Anatomia Cardíaca no ETE: Foco no Átrio Esquerdo

MedEvo Ciclo Básico — Prova 2025

Enunciado

Um paciente de 62 anos, com diagnóstico de fibrilação atrial crônica, é submetido a um ecocardiograma transesofágico (ETE) para investigar a presença de trombos intracavitários antes de uma cardioversão elétrica. O médico posiciona o transdutor no nível do terço médio do esôfago, direcionando o feixe de ultrassom anteriormente.
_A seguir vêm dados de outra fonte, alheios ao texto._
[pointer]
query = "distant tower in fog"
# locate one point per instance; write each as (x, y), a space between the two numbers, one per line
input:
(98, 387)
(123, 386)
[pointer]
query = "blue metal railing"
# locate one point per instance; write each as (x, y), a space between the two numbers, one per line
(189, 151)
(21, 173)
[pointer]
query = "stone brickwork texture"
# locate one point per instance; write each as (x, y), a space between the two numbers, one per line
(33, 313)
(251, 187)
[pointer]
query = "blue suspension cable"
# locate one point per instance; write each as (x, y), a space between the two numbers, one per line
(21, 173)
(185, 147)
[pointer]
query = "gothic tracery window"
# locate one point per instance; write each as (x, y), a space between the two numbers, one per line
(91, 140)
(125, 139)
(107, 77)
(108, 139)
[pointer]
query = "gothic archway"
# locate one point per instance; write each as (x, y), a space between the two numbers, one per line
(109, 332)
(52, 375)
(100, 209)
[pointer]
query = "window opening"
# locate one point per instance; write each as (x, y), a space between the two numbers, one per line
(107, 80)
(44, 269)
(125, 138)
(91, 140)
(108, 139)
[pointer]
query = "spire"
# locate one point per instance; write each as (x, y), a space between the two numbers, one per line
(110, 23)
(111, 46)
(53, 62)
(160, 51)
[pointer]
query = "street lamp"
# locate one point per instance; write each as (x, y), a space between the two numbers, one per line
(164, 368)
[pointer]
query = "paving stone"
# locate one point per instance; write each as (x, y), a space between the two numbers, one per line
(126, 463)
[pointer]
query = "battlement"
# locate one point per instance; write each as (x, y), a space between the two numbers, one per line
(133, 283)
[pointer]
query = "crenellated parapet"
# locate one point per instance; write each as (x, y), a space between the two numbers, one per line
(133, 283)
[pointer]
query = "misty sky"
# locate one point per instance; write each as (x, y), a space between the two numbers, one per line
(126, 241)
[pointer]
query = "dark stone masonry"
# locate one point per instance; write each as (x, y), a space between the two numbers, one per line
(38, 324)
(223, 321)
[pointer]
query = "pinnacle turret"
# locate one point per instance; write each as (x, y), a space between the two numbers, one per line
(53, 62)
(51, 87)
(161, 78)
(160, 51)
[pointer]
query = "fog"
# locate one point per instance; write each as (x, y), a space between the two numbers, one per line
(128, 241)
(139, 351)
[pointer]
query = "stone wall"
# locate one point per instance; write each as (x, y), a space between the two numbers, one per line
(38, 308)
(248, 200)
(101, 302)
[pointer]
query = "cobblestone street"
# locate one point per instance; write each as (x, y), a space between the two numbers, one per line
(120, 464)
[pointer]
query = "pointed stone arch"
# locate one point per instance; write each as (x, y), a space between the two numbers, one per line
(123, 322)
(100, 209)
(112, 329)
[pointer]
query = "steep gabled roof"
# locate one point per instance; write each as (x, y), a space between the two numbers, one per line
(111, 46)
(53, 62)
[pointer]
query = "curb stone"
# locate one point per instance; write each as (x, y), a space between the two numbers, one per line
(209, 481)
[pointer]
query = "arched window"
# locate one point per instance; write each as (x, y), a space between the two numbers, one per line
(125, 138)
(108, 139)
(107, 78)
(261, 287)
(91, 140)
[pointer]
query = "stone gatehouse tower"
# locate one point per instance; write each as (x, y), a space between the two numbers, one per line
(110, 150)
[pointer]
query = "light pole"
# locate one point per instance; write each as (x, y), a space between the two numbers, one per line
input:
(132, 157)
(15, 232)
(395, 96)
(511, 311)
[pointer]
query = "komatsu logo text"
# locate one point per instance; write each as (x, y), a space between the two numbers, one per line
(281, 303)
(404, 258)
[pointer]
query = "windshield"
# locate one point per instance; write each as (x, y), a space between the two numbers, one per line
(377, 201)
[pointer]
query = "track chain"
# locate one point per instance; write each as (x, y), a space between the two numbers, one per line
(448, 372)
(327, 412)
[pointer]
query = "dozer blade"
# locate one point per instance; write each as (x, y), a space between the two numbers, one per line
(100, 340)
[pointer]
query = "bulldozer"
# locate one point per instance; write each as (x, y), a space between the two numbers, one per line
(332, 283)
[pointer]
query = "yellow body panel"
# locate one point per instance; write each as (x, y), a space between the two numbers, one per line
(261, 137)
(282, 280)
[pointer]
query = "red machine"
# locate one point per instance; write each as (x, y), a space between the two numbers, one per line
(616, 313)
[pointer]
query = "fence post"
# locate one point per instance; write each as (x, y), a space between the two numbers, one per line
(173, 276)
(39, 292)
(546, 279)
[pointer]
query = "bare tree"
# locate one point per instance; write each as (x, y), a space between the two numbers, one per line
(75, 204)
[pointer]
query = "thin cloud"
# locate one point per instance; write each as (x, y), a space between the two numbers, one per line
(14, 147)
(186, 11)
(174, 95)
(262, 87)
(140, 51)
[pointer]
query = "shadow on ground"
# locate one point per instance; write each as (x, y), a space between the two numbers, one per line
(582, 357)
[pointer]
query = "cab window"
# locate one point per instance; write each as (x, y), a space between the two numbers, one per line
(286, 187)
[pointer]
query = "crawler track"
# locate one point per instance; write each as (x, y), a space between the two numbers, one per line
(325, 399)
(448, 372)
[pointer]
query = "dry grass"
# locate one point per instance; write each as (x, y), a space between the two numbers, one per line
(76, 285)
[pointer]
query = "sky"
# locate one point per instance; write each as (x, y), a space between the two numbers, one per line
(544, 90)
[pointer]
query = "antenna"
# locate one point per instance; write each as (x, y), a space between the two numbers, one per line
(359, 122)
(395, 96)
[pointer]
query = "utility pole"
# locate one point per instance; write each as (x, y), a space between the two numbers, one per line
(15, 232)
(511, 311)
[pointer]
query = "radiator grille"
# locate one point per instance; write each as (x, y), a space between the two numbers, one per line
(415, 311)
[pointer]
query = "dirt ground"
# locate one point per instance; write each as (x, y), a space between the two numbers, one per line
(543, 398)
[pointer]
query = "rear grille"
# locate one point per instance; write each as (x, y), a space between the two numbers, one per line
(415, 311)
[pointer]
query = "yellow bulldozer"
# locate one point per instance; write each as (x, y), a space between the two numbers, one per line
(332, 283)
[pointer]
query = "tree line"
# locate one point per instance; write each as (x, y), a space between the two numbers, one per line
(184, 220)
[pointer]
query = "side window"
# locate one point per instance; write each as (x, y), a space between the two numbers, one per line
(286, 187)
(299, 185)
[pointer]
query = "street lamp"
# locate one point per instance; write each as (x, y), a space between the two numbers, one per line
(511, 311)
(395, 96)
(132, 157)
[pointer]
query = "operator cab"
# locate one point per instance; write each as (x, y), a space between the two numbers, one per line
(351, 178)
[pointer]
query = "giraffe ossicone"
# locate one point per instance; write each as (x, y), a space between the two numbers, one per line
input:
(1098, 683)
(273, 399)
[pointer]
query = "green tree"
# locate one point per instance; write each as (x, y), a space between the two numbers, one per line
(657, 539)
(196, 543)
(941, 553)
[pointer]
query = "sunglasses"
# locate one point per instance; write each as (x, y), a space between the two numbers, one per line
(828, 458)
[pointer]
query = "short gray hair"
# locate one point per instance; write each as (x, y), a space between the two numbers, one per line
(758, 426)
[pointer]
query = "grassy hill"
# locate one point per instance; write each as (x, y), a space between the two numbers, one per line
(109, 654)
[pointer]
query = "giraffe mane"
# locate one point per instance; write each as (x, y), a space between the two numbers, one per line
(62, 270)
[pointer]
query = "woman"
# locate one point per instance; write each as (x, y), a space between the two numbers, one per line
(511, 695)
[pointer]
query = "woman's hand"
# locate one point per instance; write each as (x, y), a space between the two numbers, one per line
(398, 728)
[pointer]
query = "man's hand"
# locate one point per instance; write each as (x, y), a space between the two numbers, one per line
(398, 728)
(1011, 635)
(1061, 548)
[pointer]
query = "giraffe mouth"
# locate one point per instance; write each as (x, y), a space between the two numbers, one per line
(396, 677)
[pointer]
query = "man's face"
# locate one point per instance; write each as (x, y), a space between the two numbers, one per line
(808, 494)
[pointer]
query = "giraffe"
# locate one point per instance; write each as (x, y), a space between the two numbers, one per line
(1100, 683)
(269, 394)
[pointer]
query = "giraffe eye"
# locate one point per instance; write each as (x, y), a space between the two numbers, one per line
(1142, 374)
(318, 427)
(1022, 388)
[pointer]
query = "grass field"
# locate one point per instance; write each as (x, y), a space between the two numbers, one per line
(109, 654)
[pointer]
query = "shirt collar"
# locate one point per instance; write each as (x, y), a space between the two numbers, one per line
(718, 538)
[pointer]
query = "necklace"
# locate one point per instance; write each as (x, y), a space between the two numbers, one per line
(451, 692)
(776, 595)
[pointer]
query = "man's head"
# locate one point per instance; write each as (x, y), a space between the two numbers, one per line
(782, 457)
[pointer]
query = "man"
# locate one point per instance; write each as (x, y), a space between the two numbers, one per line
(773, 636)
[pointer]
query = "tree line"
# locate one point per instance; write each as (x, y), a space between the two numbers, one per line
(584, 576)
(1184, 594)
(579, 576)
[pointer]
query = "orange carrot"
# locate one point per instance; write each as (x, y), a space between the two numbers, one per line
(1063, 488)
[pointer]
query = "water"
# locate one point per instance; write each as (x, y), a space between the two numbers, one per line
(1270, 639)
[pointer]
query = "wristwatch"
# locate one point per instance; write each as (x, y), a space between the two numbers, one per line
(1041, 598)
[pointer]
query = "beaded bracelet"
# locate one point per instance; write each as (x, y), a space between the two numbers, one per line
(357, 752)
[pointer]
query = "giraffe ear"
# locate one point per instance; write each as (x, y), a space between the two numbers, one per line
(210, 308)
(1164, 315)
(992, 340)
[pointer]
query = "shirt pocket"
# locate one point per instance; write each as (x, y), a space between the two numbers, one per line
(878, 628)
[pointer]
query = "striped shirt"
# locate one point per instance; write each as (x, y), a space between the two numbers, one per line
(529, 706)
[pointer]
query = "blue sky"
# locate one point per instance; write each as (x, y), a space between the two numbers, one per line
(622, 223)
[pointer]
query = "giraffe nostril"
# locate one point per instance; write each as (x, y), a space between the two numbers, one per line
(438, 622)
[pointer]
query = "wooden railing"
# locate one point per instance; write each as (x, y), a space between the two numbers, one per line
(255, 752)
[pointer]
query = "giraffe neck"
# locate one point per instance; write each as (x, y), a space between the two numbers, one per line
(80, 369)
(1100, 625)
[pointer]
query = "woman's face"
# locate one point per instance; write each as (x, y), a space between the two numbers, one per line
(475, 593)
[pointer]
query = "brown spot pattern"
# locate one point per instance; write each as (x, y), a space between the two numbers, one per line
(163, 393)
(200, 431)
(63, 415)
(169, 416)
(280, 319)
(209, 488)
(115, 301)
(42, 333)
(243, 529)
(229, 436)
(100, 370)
Considerando as relações anatômicas topográficas do mediastino, qual estrutura cardíaca é visualizada de forma mais imediata e nítida devido à sua proximidade anatômica com o esôfago?

Alternativas

  1. A) Ventrículo direito, devido à sua posição central no mediastino médio.
  2. B) Átrio direito, que forma a margem lateral direita do coração.
  3. C) Átrio esquerdo, por ser a câmara cardíaca mais posterior.
  4. D) Ventrículo esquerdo, que compõe o ápice e a face diafragmática.

Pérola Clínica

Átrio Esquerdo aumentado + Disfagia = Síndrome de Ortner (embora mais associada à rouquidão por nervo laríngeo, o conceito de compressão por proximidade é o mesmo).

Contexto Educacional

O ecocardiograma transesofágico (ETE) utiliza a proximidade anatômica entre o esôfago e o coração para obter imagens cardíacas superiores às do ecocardiograma transtorácico, especialmente de estruturas posteriores. O esôfago desce pelo mediastino posterior, situando-se imediatamente atrás do átrio esquerdo. Essa relação é fundamental para a prática clínica, pois permite a detecção sensível de fontes emboligênicas, como trombos e vegetações valvares. Anatomicamente, o coração está disposto de forma que o átrio esquerdo é a câmara mais posterior, enquanto o ventrículo direito é a mais anterior (retroesternal). Ao posicionar o transdutor no esôfago médio, o feixe de ultrassom atinge primeiro o átrio esquerdo, proporcionando uma 'janela' clara para avaliar a valva mitral, o septo interatrial e o apêndice atrial esquerdo, locais frequentes de formação de trombos em pacientes com fibrilação atrial. Além da avaliação de trombos, o ETE é crucial no intraoperatório de cirurgias cardíacas e no diagnóstico de patologias da aorta torácica, como dissecções. Compreender as relações topográficas do mediastino é essencial para o médico interpretar corretamente as imagens e realizar procedimentos invasivos com segurança, minimizando riscos de lesões esofágicas ou vasculares.

Perguntas Frequentes

O que separa o esôfago do átrio esquerdo?

Apenas o pericárdio fibroso e uma fina camada de tecido conjuntivo frouxo.

Qual a relação da aorta com essas estruturas?

A aorta descendente situa-se posteriormente e à esquerda do esôfago neste nível.

Por que o ventrículo direito não é visto primeiro no ETE?

Porque ele é a câmara mais anterior (frontal), ficando o mais longe possível do transdutor esofágico.